One Trade Can Have Many Exchanges

Perhaps the most tricky for salespeople to grasp. So often we deal in individual, discrete variables. A single, unattached item will be the sole focus and its discount debated in isolation.

Occasionally an advance on this tries to match the wane of that item offset by the wax of another.

Not for Jim. An early scene pits him acting for an insurance company against a lawyer representing five motorcyclists. Aggrieved because the insurers of a car driver that crashed into them split their payout among them. As Jim explains, it is one driver so just one driver accident. By way of illustration;

“If I go bowling and hit a strike, one thing happens, not ten things”

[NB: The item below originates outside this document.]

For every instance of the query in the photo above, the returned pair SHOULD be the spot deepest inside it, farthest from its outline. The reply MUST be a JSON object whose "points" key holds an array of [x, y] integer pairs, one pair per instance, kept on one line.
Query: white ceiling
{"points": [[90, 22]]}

The rebuttal was quick to this though, so he tried another analogy;

“If your house is insured for $100k and a tornado carried it away, it took away one house.
It didn’t pick up every single piece of furniture and destroy it in a separate incident.”

When challenged once more, he winced, paused and said that if this were not true, “…then there is no limit to our liability”. Making his adversary think twice.

Later, he successfully redeploys this logic when swapping one prisoner for two, insisting it was but still one trade alone.

The closing credits (snapped below) show how his skill developed even further on this score. 1,113 people captured in Cuba became 9.703 freed.

Negative Connotation Never Lingers

In that initial legal debate – looking suspiciously like taking place in a Gentlemen’s Club – the opponent also kept saying “your guy”. It was pejorative. Aiming to associate a perceived ‘bad guy’ with Jim. He was having none of it. Each time he was hit with this label, he slammed it down. His guy was the insurer, not the insured. He kept making his point and eventually the other chap folded. Another point won.

This is a scenario I’ve encountered in dealtime bartering. You must stay strong. Be firm and not allow any slights at all to stick.

Pass The Pressure Test

On the bridge of the title during denouement the Communists display brinkmanship. They appear to with-hold one of their prisoners; “They’re just seeing if we’ll do it without him”. Under great tension, Jim makes sure his trade fully goes through and passes “the pressure test”.

Another buyer trick is to withdraw an element of their concessions at the death. Do not fail. Do not accept this tactic. Get what you deserve.